Ultra-efficient electrical machines and drives for EVs and HEVs

The development of electric traction drive performance to achieve market expectations is fundamental to the acceptance and swift realisation of electric propulsion vehicles, be they pure electric, fuel cell or hybrid drive systems. The widely acknowledged basic requirements of an electrical machine for EV/HEV propulsion include (a) high torque and high power density (b) high torque at low speeds (c) high power at high speeds (d) high efficiency over a wide speed and torque range (e) high reliability and (f) low cost, etc. This project is limited to permanent magnet (PM) machines as they offer higher efficiency and higher torque density than currently available induction and switched reluctance machine alternatives.PM brushless electric traction machines can achieve 60-70% efficiency at partial loading (<35% of full load) which is typical for electric vehicle (EV) urban duty cycles.
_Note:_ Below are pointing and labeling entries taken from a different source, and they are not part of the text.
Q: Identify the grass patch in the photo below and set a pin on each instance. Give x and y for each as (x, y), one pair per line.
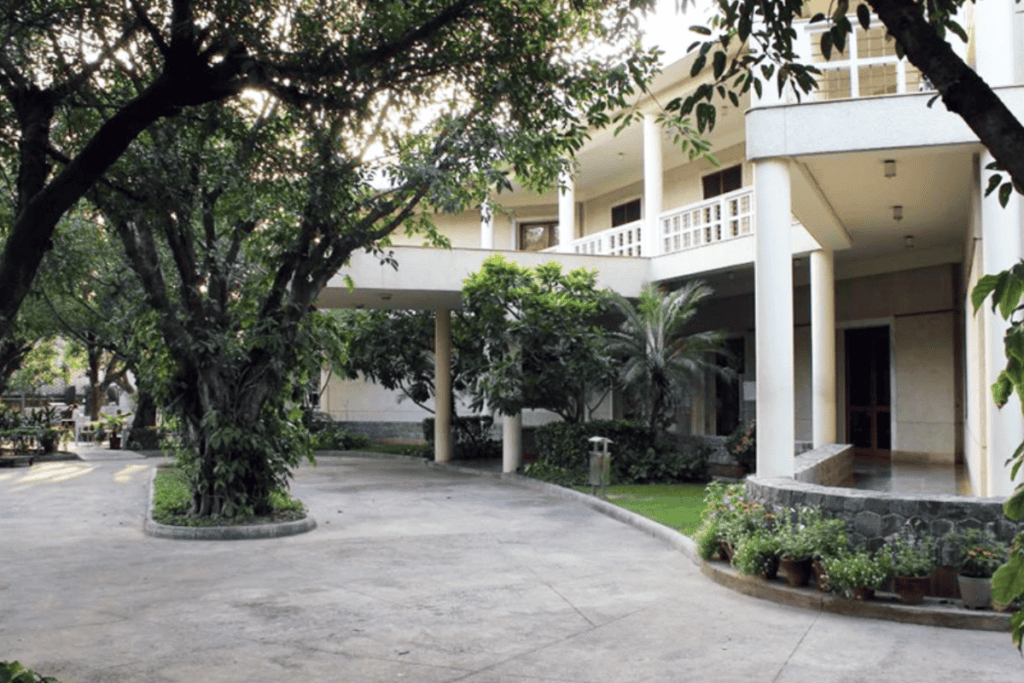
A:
(678, 506)
(393, 449)
(172, 498)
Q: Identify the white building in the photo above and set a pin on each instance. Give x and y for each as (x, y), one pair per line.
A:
(842, 236)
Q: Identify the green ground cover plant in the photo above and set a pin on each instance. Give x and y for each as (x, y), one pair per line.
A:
(172, 498)
(678, 506)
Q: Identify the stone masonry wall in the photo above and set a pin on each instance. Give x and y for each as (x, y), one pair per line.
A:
(871, 515)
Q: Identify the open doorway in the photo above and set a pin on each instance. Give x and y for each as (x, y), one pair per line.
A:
(868, 396)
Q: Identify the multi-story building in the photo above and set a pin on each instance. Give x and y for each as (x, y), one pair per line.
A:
(842, 235)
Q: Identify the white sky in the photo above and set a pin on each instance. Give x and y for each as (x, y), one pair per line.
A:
(669, 28)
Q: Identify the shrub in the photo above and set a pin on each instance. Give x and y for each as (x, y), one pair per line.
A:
(977, 553)
(758, 553)
(860, 569)
(912, 558)
(742, 444)
(337, 438)
(636, 458)
(13, 672)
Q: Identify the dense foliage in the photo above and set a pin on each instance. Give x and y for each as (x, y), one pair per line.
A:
(658, 364)
(636, 456)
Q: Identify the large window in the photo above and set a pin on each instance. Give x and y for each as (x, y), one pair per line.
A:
(538, 235)
(625, 213)
(723, 181)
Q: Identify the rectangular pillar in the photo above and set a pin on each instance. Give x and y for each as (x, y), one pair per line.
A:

Whilst this is an improvement over current internal combustion engine (ICE) efficiency it is less than the typical rated operation efficiency for an existing PM machine and drive unit which is circa. 90%.The strategic importance of the project is that at the present time no cost effective solution exists that is able to maximise the high operating efficiency region of a PM machine in accordance with the requirements of a zero, or ultra-low carbon vehicle's duty cycle. Therefore, it is proposed to undertake a systematic programme of work which aims to significantly increase PM machine partial load efficiency and to achieve a wider high efficiency operating region by developing novel variable flux PM brushless machine topologies and control strategies, and to facilititate increased vehicle range and reduced battery requirements. The outcomes will be validated through CAD/CAE and scaled proof-of-concept prototypes to demonstrate the effectiveness of controlling the flux excitation by both mechanical actuation and electrical means, leading to a working demonstrator that will ultimately be packaged into an EV architecture and be commercially viable, with a route to market within 7 years.